The wikipedia article is a good starting point.
ITO, Indium Tin Oxide
Typically 90% In₂O₃, 10% SnO₂ by weight, density ≈7140 kg/m³ , bulk resistivity 1e-5 Ω-m . So ITO is 75% indium by weight, and the density of indium in ITO films is 5300 kg/m³. A 1Ω/□ sheet of ITO is 10μm thick and uses 53 g/m² of indium. At $520/kg (year end 2012) this is $28/m² .
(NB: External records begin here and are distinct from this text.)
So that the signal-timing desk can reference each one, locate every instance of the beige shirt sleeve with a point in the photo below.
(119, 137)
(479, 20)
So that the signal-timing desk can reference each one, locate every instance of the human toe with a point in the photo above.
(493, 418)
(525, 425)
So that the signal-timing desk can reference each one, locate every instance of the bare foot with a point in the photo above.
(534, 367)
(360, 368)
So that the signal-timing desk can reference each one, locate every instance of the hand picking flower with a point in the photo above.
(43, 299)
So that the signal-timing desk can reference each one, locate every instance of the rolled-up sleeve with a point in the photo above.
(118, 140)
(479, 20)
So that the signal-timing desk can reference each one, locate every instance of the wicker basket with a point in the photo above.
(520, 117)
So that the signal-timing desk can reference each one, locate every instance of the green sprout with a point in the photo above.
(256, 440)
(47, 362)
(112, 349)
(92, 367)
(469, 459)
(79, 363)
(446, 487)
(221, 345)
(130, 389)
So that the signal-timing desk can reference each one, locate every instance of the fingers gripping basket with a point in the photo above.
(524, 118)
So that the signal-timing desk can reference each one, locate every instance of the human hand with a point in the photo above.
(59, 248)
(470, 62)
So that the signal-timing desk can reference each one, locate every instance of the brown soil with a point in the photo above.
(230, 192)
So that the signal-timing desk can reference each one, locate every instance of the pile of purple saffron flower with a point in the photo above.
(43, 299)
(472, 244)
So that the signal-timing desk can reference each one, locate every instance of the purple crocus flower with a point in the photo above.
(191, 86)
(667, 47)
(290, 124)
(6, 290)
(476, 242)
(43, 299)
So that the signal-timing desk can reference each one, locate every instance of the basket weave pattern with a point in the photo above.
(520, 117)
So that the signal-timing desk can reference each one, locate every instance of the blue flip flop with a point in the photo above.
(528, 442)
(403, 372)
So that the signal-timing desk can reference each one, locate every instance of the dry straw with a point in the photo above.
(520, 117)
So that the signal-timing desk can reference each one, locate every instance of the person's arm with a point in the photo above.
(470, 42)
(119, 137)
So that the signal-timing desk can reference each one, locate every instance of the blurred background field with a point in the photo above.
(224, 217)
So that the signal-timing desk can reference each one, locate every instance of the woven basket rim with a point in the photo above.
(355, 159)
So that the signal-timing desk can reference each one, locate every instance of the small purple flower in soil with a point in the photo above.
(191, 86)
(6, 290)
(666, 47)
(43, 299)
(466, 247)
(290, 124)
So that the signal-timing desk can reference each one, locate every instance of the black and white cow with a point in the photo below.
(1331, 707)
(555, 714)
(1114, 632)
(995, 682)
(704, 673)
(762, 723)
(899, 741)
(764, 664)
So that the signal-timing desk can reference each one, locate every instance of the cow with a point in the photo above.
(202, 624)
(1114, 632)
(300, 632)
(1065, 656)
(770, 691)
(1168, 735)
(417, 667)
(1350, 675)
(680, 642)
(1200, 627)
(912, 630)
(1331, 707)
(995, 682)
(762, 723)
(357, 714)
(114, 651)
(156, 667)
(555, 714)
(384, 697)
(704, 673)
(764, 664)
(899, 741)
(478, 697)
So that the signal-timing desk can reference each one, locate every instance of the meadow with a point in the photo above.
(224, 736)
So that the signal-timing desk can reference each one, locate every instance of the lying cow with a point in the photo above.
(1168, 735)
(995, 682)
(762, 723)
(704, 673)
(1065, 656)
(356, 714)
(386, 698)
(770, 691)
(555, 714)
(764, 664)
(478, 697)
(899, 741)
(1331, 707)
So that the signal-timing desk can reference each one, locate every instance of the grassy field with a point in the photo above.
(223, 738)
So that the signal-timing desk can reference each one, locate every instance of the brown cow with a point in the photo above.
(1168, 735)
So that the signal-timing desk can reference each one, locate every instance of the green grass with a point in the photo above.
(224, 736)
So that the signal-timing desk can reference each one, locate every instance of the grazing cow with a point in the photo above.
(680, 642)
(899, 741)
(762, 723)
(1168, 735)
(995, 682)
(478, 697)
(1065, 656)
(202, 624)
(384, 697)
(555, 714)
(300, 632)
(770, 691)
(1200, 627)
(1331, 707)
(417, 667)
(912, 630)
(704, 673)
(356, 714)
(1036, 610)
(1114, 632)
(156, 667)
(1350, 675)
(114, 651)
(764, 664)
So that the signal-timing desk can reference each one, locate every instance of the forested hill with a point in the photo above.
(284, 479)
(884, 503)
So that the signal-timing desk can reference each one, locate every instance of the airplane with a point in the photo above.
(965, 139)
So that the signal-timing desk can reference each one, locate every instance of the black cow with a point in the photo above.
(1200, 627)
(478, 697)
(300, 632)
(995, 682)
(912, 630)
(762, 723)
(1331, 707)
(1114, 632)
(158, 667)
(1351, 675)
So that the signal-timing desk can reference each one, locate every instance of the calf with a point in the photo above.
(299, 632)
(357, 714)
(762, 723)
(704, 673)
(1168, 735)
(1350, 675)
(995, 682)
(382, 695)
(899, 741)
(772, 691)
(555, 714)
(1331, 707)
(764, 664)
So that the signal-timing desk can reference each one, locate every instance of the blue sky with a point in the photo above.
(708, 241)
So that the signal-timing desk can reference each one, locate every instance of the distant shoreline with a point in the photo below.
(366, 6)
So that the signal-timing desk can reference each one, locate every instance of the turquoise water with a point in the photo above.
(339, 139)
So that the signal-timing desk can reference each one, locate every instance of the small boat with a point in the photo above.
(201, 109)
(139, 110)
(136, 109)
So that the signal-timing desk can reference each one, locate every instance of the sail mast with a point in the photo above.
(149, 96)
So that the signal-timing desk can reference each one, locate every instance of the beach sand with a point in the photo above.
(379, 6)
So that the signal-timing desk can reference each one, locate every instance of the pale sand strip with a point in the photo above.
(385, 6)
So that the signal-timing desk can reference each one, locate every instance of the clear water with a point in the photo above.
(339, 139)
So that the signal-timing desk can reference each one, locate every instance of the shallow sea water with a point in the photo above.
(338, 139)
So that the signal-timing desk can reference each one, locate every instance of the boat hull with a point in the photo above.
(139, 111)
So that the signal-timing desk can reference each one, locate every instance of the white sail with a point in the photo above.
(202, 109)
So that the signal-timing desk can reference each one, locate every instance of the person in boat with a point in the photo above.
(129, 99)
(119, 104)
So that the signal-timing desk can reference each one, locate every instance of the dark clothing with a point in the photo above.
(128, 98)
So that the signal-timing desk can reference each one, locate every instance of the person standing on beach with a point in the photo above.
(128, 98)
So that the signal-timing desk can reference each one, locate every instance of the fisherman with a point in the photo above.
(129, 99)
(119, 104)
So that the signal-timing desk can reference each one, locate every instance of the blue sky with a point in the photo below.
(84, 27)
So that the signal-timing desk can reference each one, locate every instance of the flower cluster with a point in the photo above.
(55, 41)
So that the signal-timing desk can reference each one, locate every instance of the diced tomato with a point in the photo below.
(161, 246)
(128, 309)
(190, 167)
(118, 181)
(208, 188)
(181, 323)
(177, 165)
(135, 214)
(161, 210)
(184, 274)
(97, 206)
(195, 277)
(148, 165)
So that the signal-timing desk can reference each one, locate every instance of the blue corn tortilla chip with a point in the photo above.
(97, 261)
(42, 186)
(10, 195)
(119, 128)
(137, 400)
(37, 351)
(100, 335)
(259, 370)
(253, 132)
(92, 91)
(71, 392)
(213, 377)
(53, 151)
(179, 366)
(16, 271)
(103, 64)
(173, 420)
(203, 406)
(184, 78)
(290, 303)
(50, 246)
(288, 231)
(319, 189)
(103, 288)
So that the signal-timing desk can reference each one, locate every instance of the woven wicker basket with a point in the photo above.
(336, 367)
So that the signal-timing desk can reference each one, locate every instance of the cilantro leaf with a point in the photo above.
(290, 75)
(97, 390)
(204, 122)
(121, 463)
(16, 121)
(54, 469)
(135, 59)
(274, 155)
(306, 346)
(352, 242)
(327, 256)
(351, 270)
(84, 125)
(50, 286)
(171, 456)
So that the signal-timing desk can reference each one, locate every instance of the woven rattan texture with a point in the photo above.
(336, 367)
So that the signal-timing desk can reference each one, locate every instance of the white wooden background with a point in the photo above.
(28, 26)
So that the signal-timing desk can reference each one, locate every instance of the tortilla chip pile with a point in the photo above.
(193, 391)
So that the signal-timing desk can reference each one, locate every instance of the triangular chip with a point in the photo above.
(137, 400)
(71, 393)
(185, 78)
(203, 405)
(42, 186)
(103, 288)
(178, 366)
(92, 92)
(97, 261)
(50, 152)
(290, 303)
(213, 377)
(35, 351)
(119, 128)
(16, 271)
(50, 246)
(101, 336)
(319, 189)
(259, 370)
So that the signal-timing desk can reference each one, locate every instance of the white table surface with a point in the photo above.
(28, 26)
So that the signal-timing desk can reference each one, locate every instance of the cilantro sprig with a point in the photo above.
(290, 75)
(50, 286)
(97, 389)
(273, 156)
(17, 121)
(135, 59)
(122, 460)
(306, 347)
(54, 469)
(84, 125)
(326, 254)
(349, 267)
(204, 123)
For comparison, the bulk resistivity of aluminum is 2.8e-8 Ω-m, and the density is 2700 kg/m³. A 1Ω/□ sheet of Al is 28nm thick and uses 76μg/m² of aluminum. At $2/kg (year end 2012) this is $1.5e-4/m², about 200,000 times cheaper than ITO, and 1 million times lighter.
AZO, Aluminum Zinc Oxide
Aluminum Zinc Oxide is difficult to pattern, and is damaged by moisture, but is far cheaper than ITO. There is no moisture in the vacuum of space, and front-side solar cell patterns can be large planes without fine linewidth features. According to Park et. al. (Figure 5), the resistivity of AZO (2% Al) in 450nm films is less than 2e-6 Ω-m and the transmittance greater than 90% when prepared with high temperature RF magnetron sputtering. If the material is that good, it is surprising that it hasn't completely replaced expensive, higher resistivity ITO. More study needed!
Alternatives to low resistivity front-side conductors
In the vacuum of space, the sun is a highly collimated source half a degree wide. Sunlight can be slightly focused by cylindrical glass microlenses onto narrow ( < 1mm? ) strips of InP, with fat aluminum conductors in the gaps between the strips.